O esloveno Gasper Livk abriu as hostilidades do terceiro dia (11 de Abril) de Portalegre JazzFest com o seu solo de contrabaixo no Museu de Tapeçaria. Na bagagem traz uma caixa de 5 discos, editada pela Clean Feed, onde actua a solo, em duo, trio, octeto e large ensemble. Curioso. Ora, começou o concerto com o arco a roçar nas cordas mas sem fazer pressão alguma, restando apenas aquele tsssx-tsssx. Porque também não pressionava as cordas, ficou um barulhinho estranho e impreciso. E foi isto durante meia hora. Nem uma nota, nem um caminho, só aquela estática quase imperceptível e, para alguns, totalmente incompreensível. Livk, bastante empenhado, mexia-se bastante mas nem por isso nos levava a qualquer lado. A experiência sónica, porque havia ali uma exploração do modo como o som se difunde, passou-nos ao lado. Incomoda-nos quando não nos conseguimos agarrar a nada e, pior, quando não nos provoca nenhuma emoção. Aprecia-se a espaços o controle do baixo volume, mas convenhamos, é pouco. Adiante.
Bruno Pernadas na guitarra elétrica com (muitos) efeitos e José Soares no saxofone alto actuaram no auditório do CAEP pouco passava das 21h30. Pernadas abre a solo com um tema que compôs para o filme Four men on a raft (1942) de Orson Welles. É uma canção entre a folk, o jazz e a dream pop. Pernadas apresenta depois José Soares e a coisa dá-se. Ao longo de uma hora há jazz de fusão, com e sem efeitos, há folk e há pop. Lembra-nos muito as bandas sonoras do cinema noir. Aquele jazz muito cool. Pernadas é conciso e tecnicamente admirável. Justifica o hype que tem em vários géneros. É bom o modo como interage com os samples e os vários pedais, embora algumas transições sejam duras. Os seus temas são bem escritos e algumas composições lembram-nos o melhor da música popular portuguesa. Nota-se que não é um puro jazz player, mas entende-se que a contemporaneidade já não se adequa a estas gavetas estanques. Há modernidade e classicismo. Já José Soares tem aquele alto que remete para outros tempos. É curioso como se distingue do bebop de Toscano, tendo um som cronologicamente posterior. Hard-bop será? Pouco importa o género. Foi um concerto bonito e tranquilo onde a espaços a improvisação permitiu ir a lugares novos e trilhar caminhos interessantes.

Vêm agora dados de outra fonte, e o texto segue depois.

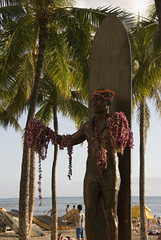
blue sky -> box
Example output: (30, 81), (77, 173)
(0, 0), (161, 198)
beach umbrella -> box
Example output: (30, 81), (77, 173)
(131, 205), (154, 219)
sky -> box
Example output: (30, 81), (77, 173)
(0, 0), (161, 198)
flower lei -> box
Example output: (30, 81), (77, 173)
(26, 119), (72, 205)
(95, 112), (133, 178)
(108, 112), (134, 155)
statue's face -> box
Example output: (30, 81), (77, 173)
(93, 96), (107, 114)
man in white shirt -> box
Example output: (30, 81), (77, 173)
(76, 205), (85, 240)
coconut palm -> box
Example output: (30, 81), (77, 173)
(36, 76), (88, 239)
(155, 0), (161, 40)
(130, 15), (161, 240)
(0, 0), (135, 239)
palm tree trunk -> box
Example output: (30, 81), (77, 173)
(51, 108), (58, 240)
(29, 149), (35, 229)
(140, 99), (148, 240)
(155, 0), (161, 41)
(19, 19), (47, 240)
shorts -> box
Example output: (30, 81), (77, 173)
(76, 228), (84, 239)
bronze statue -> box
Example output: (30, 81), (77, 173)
(28, 89), (133, 240)
(57, 89), (133, 240)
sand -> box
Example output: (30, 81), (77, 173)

No fim da noite, já nos claustros do Convento de Santa Clara, a dinamarquesa radicada em Berlim, Mia Dyberg apresentou-nos o seu trio. Asger Thomsen tem um contrabaixo poderoso, com muito ritmo e às vezes apunkalhado. Na bateria, Simon Forchhammer surpreende. Tem um swing muito próprio, principalmente com as vassouras. Ambos elevam o espírito das composições de Mia. Apontada como uma das novas esperanças do jazz europeu, Mia Dyberg toca muito e bem. De lírica discreta, evitando lugares comuns, o seu sax alto é firme e lúcido. É um free jazz europeu, branco e aberto. Ao longo da noite as desconstruções e o “voltar ao tema” são fluidos e aprazíveis sem nunca perder o essencial. Neste concerto há uma liberdade e um espaço amplo que apreciamos. Mia Dyberg é bastante expressiva e intercala a intensidade com a subtileza. Sim, este som pode ser abrasivo, mas a noção de quietude atenua qualquer um. Mia está sempre muito atenta e lidera um trio que fez as delicias do público.